“Creare lavoro è la vera priorità. Sappiamo che non esistono scorciatoie: il lavoro, come la crescita, non si creano per legge, ma riorientando le politiche economiche. Ma le politiche del lavoro possono e devono fare la loro parte”. È quanto afferma il segretario confederale della Cisl, Gigi Petteni, in apertura del convegno organizzato dalla confederazione “Per la persona, per il lavoro”.
Per la Cisl il 2017 sarà l’anno di un concreto “impegno sul lavoro” e la priorità si attesta sul “superamento della segmentazione del mercato del lavoro e della precarietà.”
La confederazione di Via Po mette dunque in campo una strategia di proposte articolata in 10 punti. “Sostenere con una specifica premialità contributiva e/o fiscale le imprese e le filiere che creano lavoro di qualità in settori con elevate prospettive occupazionali (ambiente, servizi alla persona); sostenere la formazione continua degli occupati sia promuovendo i fondi interprofessionali delle parti sociali e finalizzando meglio le loro risorse, che con una misura di detassazione per le imprese che investono in formazione, con l’obiettivo di arrivare coprire con la formazione continua tutti gli occupati; l’apprendistato duale deve diventare la modalità più comune per concludere un ciclo di studi e raggiungere una qualificazione.”

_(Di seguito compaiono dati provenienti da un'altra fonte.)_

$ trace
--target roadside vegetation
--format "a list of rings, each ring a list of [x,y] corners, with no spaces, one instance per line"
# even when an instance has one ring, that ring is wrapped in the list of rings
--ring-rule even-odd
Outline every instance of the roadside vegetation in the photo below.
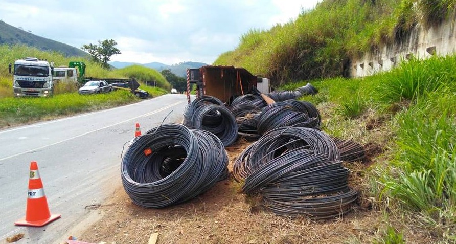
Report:
[[[368,166],[349,166],[363,176],[360,205],[382,216],[374,243],[456,240],[455,74],[456,56],[413,59],[363,79],[314,80],[318,94],[302,98],[317,104],[324,130],[375,156]]]
[[[350,60],[400,43],[418,25],[454,20],[455,4],[326,0],[285,25],[250,30],[215,62],[270,77],[281,90],[312,79],[318,94],[302,99],[318,104],[323,129],[364,145],[371,160],[349,166],[352,184],[362,208],[381,217],[369,239],[344,243],[456,242],[456,56],[414,58],[387,72],[342,78]]]
[[[348,76],[350,60],[399,42],[418,23],[454,17],[454,0],[325,0],[269,30],[253,29],[215,65],[243,67],[278,85]]]

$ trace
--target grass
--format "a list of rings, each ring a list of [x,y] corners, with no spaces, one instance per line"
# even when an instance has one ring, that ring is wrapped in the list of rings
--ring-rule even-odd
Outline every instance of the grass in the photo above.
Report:
[[[436,243],[456,240],[455,74],[456,56],[414,58],[362,79],[311,81],[319,93],[301,98],[317,104],[327,133],[376,143],[386,152],[361,173],[360,189],[364,199],[375,199],[376,209],[396,220],[372,235],[371,243],[408,242],[415,231]],[[373,120],[378,125],[368,129]]]
[[[350,60],[400,42],[418,24],[454,17],[454,0],[326,0],[269,30],[253,29],[215,65],[243,67],[275,85],[346,75]]]

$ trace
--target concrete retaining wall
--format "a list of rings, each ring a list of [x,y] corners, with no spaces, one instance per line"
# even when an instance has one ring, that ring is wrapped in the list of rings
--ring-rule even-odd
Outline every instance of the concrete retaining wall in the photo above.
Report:
[[[425,29],[419,25],[401,43],[386,46],[377,52],[366,54],[359,60],[352,60],[352,77],[362,77],[376,72],[387,71],[414,55],[426,58],[432,54],[446,55],[456,52],[455,19],[439,26]]]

Per il sindacalista, le norme legislative e contrattuali ci sono, “ma serve mettere in campo un massiccio sforzo culturale, avvicinando lo strumento alle tante Pmi, creando sul territorio reti tra università e imprese più strette e tra scuole tecnico-professionali e imprese stesse. Gli enti bilaterali e fondi interprofessionali possono essere d’aiuto ella formazione dei tutor e come facilitatori; l’alternanza scuola-lavoro è l’anello decisivo per migliorare orientamento scolastico efficace e occupabilità dei giovani che studiano; vanno contrastati abbandono scolastico e universitario definendo percorsi di recupero che portino il 20% dei giovani che abbandonano la scuola superiore a raggiungere con un percorso una qualifica opportuna; occorre intervenire sui tirocini extracurriculari, affinchè i percorsi siano coerenti ed elevandone i contenuti formativi ed esperienziali, prevedendo un bollino di qualità per le imprese che li usano correttamente”.
Petteni sottolinea inoltre la necessità di dare il via alla “sperimentazione dell’assegno di ricollocazione per i primi 30/40mila percettori di Naspi, per poi estendere nel corso dell’anno lo strumento a tutti i disoccupati che lo chiedano. Va messo in campo da subito un progetto per la fase 2 di Garanzia Giovani che, facendo tesoro delle criticità della prima fase, finalizzi meglio gli obiettivi di avvicinamento alla occupabilità, con criteri più omogenei sul territorio. Deve continuare il contrasto al falso lavoro autonomo ma va sostenuto il lavoro autonomo vero rafforzando le tutele per i collaboratori, anche a partita Iva, iscritti alla Gestione separata Inps, per dare realmente sostegno ad un mondo su cui si regge una parte non piccola della nostra economia.”
Sul nodo dei voucher, per Petteni la questione va affrontata “senza demagogia”, considerato che finora “non hanno centrato l’obiettivo di riduzione del sommerso, ma paradossalmente lo hanno favorito”. Per Petteni la soluzione non è nell’abrogazione, “ma nell’introdurre significative limitazioni all’ambito di utilizzo dei voucher, che devono tornare a essere circoscritti alle attività realmente occasionali, le quali potrebbero essere individuate dalla contrattazione collettiva.”